Two recent debut novels are worth checking out if you’re looking for something to close out your summer reading.
“Dragonfish” (Norton) by Vu Tran is a nourish thriller set in contemporary Las Vegas. It’s the tale of an Oakland cop who’s till enamored of his ex-wife who left him sometime back and moved to Vegas where she’s hooked up with and married a notorious Vietnamese drug smuggler.
When she goes missing, the smuggler ends up blackmailing the cop into searching for her through the less than glowing neon underbelly of Vegas. In doing so, he uncovers the ghosts of not only his ex-wife’s past but also the fallout that came about with the fall of Saigon after the Vietnam War.
Told in riveting prose that, early on, sucks you in, this novel is more than your usual crime thriller.

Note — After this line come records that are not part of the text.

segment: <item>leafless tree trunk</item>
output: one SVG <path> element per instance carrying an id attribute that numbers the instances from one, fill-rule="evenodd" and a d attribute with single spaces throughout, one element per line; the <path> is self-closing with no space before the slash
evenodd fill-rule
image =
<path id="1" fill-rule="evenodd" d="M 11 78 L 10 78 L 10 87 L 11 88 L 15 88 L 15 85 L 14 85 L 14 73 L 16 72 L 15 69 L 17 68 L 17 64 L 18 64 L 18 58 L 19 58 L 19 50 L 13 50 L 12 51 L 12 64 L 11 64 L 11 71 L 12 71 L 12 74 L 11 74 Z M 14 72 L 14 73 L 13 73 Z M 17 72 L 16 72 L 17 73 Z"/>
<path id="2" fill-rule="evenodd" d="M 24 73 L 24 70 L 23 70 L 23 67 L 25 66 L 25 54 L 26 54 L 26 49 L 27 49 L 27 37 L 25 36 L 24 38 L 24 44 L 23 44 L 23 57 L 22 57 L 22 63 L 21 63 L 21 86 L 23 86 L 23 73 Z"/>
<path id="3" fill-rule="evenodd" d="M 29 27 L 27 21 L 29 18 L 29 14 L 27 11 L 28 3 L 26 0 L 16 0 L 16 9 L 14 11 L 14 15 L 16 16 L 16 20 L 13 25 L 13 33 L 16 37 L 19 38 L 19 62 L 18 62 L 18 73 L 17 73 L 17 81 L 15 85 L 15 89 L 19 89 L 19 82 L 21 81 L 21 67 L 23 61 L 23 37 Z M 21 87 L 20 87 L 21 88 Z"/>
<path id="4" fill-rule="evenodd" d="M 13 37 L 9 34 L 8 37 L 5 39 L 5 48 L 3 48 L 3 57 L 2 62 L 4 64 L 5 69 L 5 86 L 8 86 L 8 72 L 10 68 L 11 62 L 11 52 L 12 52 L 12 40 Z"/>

It’s an object lesson, a beautifully told story, about the ghosts of the past and their hold on the present.
Another debut, “Fourth of July Creek” (Ecco) by Smith Henderson is set in present day Montana. It’s the story of a more than slightly scarred social worker who sets out to help a feral and malnourished kid living by hook and crook in the Montana wilderness.
In trying to save the kid, the social worker’s own family situation begins to deteriorate as he’s drawn into a web of odd characters that populate the country around the sort-of-1980s fictional town of Tenmile, Montana.
In addition to evocations of the splendors of Montana’s natural environment, we get the usual Western assortment of coots and codgers who’ve spent way too long drinking in the Ten High bar but also an assortment of recent arrivals — neo-Nazi’s, survivalists, Bible-bangers, surreptitious weed growers. It is not long before you can sense the imminent arrival of both the FBI and ATF agents.
In conjuring these characters and setting them adrift together, we get an assaying of what freedom might mean in twentieth century Montana (and the rest of the West for that matter) and what comes when these different versions collide.
The Churchill Arts Council’s 2015 – 2016 season kicks off next month with two events. Wyoming artist Tawni Shuler will give a talk on her exhibition at the Art Center on September 12 and the popular Americana band, The Leftover Cuties will perform on September 26.
We’ll have more information on these events in next couple of weeks.